Indeed, R is freely accessible as open-source software. It can be compiled and run on UNIX, Windows, and macOS. R allows programmers to extend the capabilities of the language by introducing user-specific functions.
What is Python?
Python is a programming language. It is an interpreted, object-oriented and high-level programming language. It is a common language used not just for coding. But also for websites and web application development, software development, and computer science education. Moreover, many people have also used it for scientific programming.
In other words, Python is one of the most popular dynamic programming languages. Python has been more widely used since Google created Python software called the Google App Engine.
However there are multiple versions of Python, but 2.7 is the most commonly used version. It’s an open-source language and is also popular with developers because it’s clear and straightforward.
Difference between R vs Python programming
Below are some differences between R vs Python programming languages.
Introduction
R is a statistical language of programming and environment that combines statistics with visuals.
On the other hand, Python is a computer language that may use for data analysis and scientific computing.
Objective
The objective is the most crucial factor in the difference between R vs Python.
R programming includes several essential features for statistical analysis and representation.
Whereas, Python may use to create GUI programs, web applications, and embedded devices.
Workability
R programming offers several simple packages for doing out tasks.

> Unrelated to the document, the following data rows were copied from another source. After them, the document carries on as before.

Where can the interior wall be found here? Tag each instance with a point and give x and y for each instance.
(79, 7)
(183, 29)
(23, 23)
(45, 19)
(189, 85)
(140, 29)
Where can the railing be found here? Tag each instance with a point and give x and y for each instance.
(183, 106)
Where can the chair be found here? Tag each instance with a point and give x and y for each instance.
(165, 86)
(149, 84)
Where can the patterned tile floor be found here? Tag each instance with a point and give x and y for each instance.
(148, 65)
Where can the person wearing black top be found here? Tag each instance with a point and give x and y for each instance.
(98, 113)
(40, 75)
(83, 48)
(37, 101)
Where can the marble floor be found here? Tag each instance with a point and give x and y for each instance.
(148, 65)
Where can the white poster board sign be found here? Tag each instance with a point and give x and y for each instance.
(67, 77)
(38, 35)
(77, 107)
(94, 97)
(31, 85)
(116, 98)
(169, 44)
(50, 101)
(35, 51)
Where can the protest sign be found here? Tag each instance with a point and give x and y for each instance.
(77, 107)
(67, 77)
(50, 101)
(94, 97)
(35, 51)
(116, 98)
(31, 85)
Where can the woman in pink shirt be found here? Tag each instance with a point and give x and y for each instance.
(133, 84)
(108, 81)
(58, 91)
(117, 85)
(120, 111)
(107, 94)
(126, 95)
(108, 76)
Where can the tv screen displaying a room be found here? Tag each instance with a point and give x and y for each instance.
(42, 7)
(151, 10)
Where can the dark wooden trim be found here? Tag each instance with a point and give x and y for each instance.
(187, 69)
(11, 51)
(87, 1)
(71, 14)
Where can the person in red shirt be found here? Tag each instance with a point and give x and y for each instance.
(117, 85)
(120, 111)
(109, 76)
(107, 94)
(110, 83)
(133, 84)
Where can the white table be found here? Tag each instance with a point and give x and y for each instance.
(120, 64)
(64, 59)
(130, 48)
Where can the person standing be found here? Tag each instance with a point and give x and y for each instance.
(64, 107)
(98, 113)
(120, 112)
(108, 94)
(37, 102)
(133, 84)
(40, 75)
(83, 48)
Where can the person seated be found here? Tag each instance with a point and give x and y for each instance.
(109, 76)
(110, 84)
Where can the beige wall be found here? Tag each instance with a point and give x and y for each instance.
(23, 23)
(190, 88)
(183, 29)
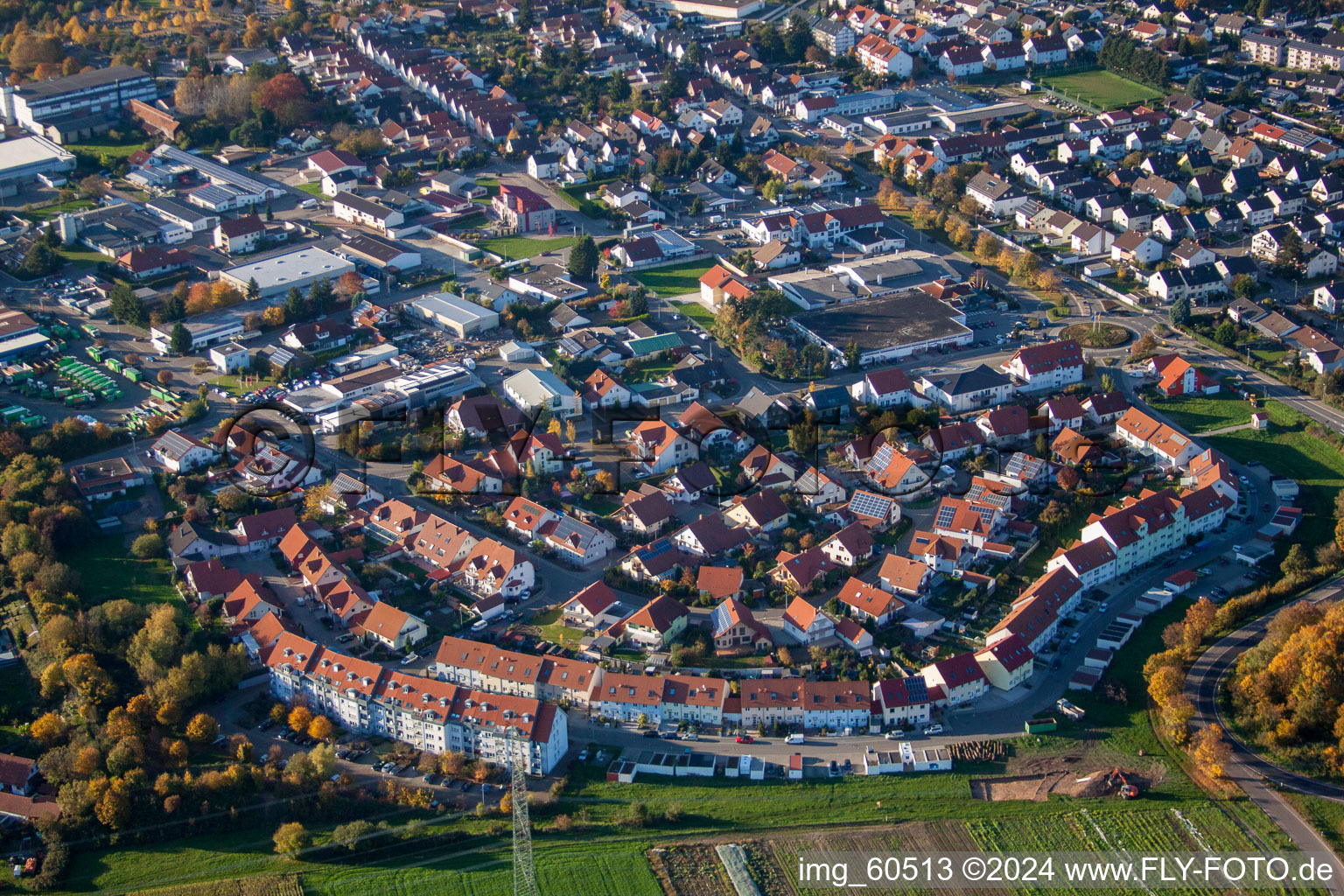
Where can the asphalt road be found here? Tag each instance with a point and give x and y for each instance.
(1260, 778)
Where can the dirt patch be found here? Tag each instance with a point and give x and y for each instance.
(1082, 760)
(1030, 788)
(692, 870)
(1063, 783)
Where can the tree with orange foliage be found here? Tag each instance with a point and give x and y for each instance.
(321, 728)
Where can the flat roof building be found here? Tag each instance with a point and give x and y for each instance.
(383, 253)
(104, 92)
(24, 158)
(277, 274)
(886, 328)
(454, 313)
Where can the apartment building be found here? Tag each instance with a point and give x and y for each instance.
(1151, 526)
(429, 715)
(1047, 367)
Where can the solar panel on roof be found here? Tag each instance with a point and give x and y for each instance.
(721, 618)
(870, 504)
(657, 549)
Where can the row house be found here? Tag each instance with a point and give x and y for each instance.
(1152, 526)
(430, 715)
(1051, 366)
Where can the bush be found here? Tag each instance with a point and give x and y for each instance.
(148, 547)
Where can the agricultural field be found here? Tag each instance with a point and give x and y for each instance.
(275, 886)
(1101, 88)
(223, 865)
(1068, 828)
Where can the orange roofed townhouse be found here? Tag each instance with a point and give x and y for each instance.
(1047, 367)
(737, 632)
(902, 702)
(1151, 526)
(870, 604)
(394, 629)
(656, 624)
(958, 679)
(808, 624)
(1167, 446)
(1007, 662)
(523, 210)
(430, 715)
(1037, 612)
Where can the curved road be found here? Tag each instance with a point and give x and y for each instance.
(1246, 768)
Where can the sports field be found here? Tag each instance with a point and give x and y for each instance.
(1100, 88)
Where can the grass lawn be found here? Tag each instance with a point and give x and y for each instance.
(1205, 413)
(696, 312)
(1269, 355)
(674, 281)
(84, 256)
(105, 562)
(94, 150)
(526, 246)
(577, 196)
(1101, 88)
(231, 383)
(1288, 451)
(60, 208)
(554, 630)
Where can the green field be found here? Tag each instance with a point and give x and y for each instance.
(1288, 451)
(554, 630)
(92, 152)
(1103, 89)
(84, 256)
(696, 312)
(104, 562)
(1195, 414)
(516, 248)
(676, 280)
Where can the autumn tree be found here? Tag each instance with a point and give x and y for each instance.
(1210, 752)
(285, 97)
(320, 728)
(292, 838)
(202, 728)
(300, 718)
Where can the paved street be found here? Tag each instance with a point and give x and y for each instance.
(1256, 777)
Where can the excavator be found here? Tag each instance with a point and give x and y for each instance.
(1121, 786)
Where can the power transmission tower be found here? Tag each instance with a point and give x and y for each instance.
(524, 873)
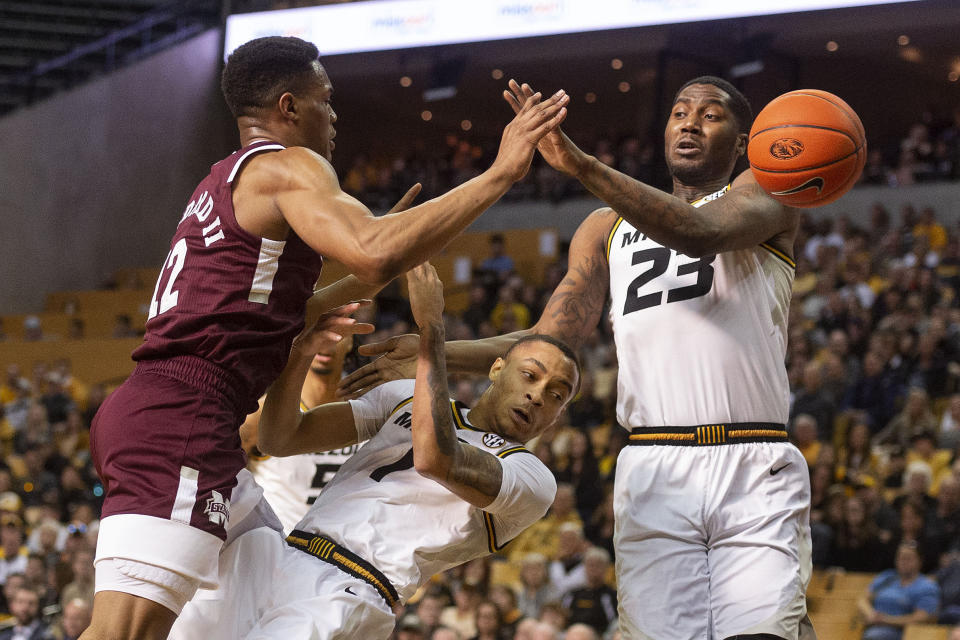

On the other hand, Python is capable of doing matrix calculations as well as optimization.
Libraries and packages
The next factor is libraries and packages in the difference between R vs Python.
Several packages and libraries are available in the R programming, such as ggplot2, caret, and others.
Whereas, Pandas, Scipy, Numpy, and other vital libraries and packages include in Python programming.
Scope
The primary use of R is in data science for sophisticated data processing.
On the other hand, Data science initiatives require a more simplified methodology.
Integrated development environment
Rstudio, RKward, R commander, and other prominent R IDEs are listed here.
Whereas Spyder, Eclipse+Pydev, Atom, and other popular Python IDEs are listed here.
Suitable
You need to know the suitable factor in the difference between R vs Python.
R is appropriate for statistical learning because it has robust data experimentation and exploration libraries.
On the other hand, Python excels in machine learning, large-scale web applications, and deep learning.
Syntax
R has a somewhat sophisticated syntax, and the learning curve is not easy.
Whereas Python has a basic syntax that makes it simple to learn.
Similarities between R vs Python programming
R and Python are two of the most widely used languages for data analysis, machine learning, and scientific computing. These two can use for multiple programming-related tasks. Although these are not precisely similar, there are some common characteristics that both share. So, here is the list of five similarities between R and Python.
- Like R, Python is also interpreted and object-oriented programming language.
- Both R and Python are open-source and are freely available.
- They are open-source and very user-friendly, and have excellent community support.
- Both R and Python have a large and active global community.
- They have easy-to-use and install user interfaces.
Conclusion
We hope you enjoyed our article about Python vs R. Both Python and R are fantastic languages, and both have their own unique qualities. R and Python are two of the most popular programming languages data scientists use. Python is a dynamic programming language, while R is a functional programming language. They have several similarities but also several differences. Like Python, R is also an interpreted language. It is also a scripting language. R was designed to be used for statistical analysis, whereas Python was designed to be used for general programming.